Eye-Opener: New lows, political risks, ugly US data

Oil prices finally rebounded around USD 3 yesterday, but it would be too soon to call for prices bottoming out, and prices have been sliding lower again overnight. The plunge in copper prices continued (prices down by more than 5%), while volatility was huge. More oil projects were put on hold yesterday due to plunging prices. The German 10-year yield sank to new lows, while EUR/USD hit fresh 9-year lows. Equity prices tumbled on both sides of the Atlantic (Stoxx 600 down by 1.48%, S&P 500 by 0.58%), which marked the fourth consecutive day of losses for US equities.

For those ECB policymakers willing to do “whatever it takes”, yesterday’s legal opinion from the EU Court of Justice could hardly have been better. The Advocate General said the ECB’s OMT measures “in principle” are in line with EU law and gave the central bank large room for discretion. The Advocate General’s opinion is not binding, but the judges usually follow it.

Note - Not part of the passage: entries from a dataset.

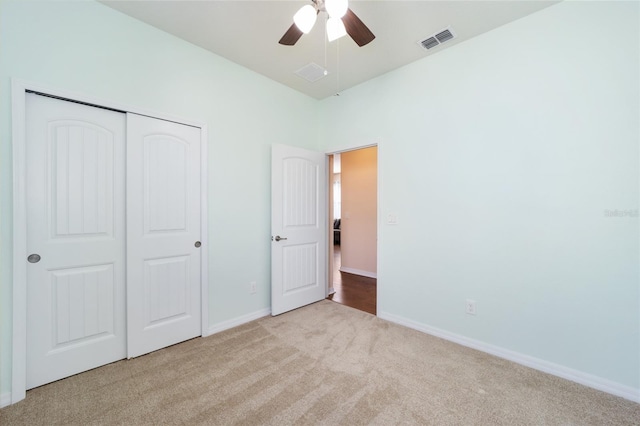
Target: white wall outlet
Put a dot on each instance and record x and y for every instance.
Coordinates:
(470, 307)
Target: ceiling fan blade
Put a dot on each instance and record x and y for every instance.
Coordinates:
(292, 35)
(357, 29)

ECB chief Mario Draghi gave some of his most direct comments to date that the bank is ready to buy government bonds. The ECB’s governing council is united in its determination to achieve the bank’s mandate of keeping inflation just below 2%, Draghi said.

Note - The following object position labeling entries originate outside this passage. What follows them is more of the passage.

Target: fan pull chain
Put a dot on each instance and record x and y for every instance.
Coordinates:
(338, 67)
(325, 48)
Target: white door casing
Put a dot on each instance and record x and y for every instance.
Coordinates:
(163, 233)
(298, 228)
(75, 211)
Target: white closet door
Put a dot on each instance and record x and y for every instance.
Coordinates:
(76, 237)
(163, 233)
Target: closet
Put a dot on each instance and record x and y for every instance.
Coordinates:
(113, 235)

US retail sales saw an unexpected broad-based decline in December, which might prompt a modest downward revision to our 3.2% forecast for Q4 GDP growth. Total retail sales dropped 0.9% m/m, only in part due to lower energy prices. Sales excluding autos, gasoline and building materials fell 0.4% m/m after a solid 0.6% increase in November. However, with solid improvements in real wage income and confidence we expect the weakness to be short-lived.

Catalonia will hold early regional elections on 27 September, where pro-independence parties will try to bolster their case for secession. With Spanish national parliamentary elections following soon after the Catalan vote, there will be considerable political uncertainty in Spain towards the end of this year.

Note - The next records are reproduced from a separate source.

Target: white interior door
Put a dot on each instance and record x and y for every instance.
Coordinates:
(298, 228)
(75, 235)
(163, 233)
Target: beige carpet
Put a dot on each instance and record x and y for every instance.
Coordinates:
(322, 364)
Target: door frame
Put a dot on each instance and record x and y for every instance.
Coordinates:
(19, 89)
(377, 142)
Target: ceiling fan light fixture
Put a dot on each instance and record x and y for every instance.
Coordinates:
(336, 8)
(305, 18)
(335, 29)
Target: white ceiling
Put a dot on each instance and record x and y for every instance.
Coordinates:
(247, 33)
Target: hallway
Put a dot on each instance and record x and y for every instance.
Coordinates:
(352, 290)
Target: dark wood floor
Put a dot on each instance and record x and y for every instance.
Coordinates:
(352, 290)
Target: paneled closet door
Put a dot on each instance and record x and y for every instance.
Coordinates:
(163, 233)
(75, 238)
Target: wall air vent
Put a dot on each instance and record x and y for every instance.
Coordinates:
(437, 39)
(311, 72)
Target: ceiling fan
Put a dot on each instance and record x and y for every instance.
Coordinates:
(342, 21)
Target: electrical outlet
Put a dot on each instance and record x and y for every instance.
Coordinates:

In an interview with the Financial Times, Finnish Prime Minister Stubb commented Finland would remain tough in negotiations with Greece, and give a resounding no forgiving the loans. The FT story continues, citing officials involved in the discussions, that Finnish objections were the main reason the Greek programme was extended by only two months, while most Euro-area countries were in favour of a 6-month extension. Elections are ahead also in Finland in April, which will mean that the Finnish government faces pressures to continue to take a hard line in any negotiations with Greece. The looming programme negotiations, when Greece is eventually able to form a government in the coming months, will be very hard, while even the risk of a Greek Euro-area exit has not vanished.

Fed’s Plosser, a well-known hawk, said that because the economy has returned to a more normal footing, monetary policy should follow suit.

The Polish central bank kept rates unchanged as widely expected. The Reserve Bank of India, in turn, surprised with a 25 bp rate cut to 7.75% in an unscheduled meeting this morning. Slowing inflation would leave the central bank more room to cut rates.

Day ahead

Today’s calendar includes US producer prices (PPI), two regional manufacturing surveys and the weekly jobless claims data. In addition,Poland publishes CPI data.

The Philly Fed index is expected to see a further decline in January to still solid levels, while the Empire State index should rebound after an unexpected drop to negative territory in December.

US headline PPI inflation is expected to drop due to the impact of lower energy prices, while the core rate should be roughly unchanged slightly below 2% y/y. The PPI data will help shape expectations ahead of tomorrow’s much more important CPI report.

US initial jobless claims are expected to remain below 300k, a level consistent with non-farm payrolls growth well above the 200k mark

Rates

Bond rally continues unabated. The German 10-year yield plummeted to new lows at 0.42%. The bond market momentum certainly continues to be strong, but a rebound following the ECB’s message next week looks likely. At least a small technical rebound will take place, as the new 10-year benchmark is trading at around 6 bp higher yield compared to the old one.

Intra-Euro-area spreads mostly narrowed further. Especially semi-core spreads look very low already, and are likely to rebound higher on the back of profit-taking around the ECB’s announcement.

The performance in the US was also impressive, as bonds rallied hard following disappointing US retail sales, though yields rebounded from their intraday lows later. The 10-year yield plummeted below the October intraday lows to levels last seen in the first half of 2013. The taper tantrum has now been fully reversed. The 30-year bond yield briefly traded below 2.40%, below the 2012 lows and the lowest on record!

The 5-year inflation expectation 5 years forward fell below 1.50% in the Euro area for the first time.

Heavy bond issuance will continue today with Spanish auctions, while Italy will sell a new 30-year EUR benchmark via syndication.

FX

The USD saw a somewhat volatile session yesterday, strengthening to a 9-year high against the EUR before weakening on the back of a surprisingly lackluster retail sales report. The EUR could see some temporary support after an ECB QE announcement next week, but the USD is likely to remain the cleanest shirt in the G10 FX laundry.

Despite soft comments from Riksbank Governor Ingves yesterday, the SEK remained fairly steady. While the SEK is still fairly cheap, there is a distinct risk that the Riksbank could be forced into unconventional territory. This is likely to hold the SEK back for now.

The NOK strengthened yesterday, arguably helped by the fact that oil prices stopped falling – at least for now. Markets remain illiquid, leading to larger moves than what’s fundamentally motivated. Oil price trends remain crucial.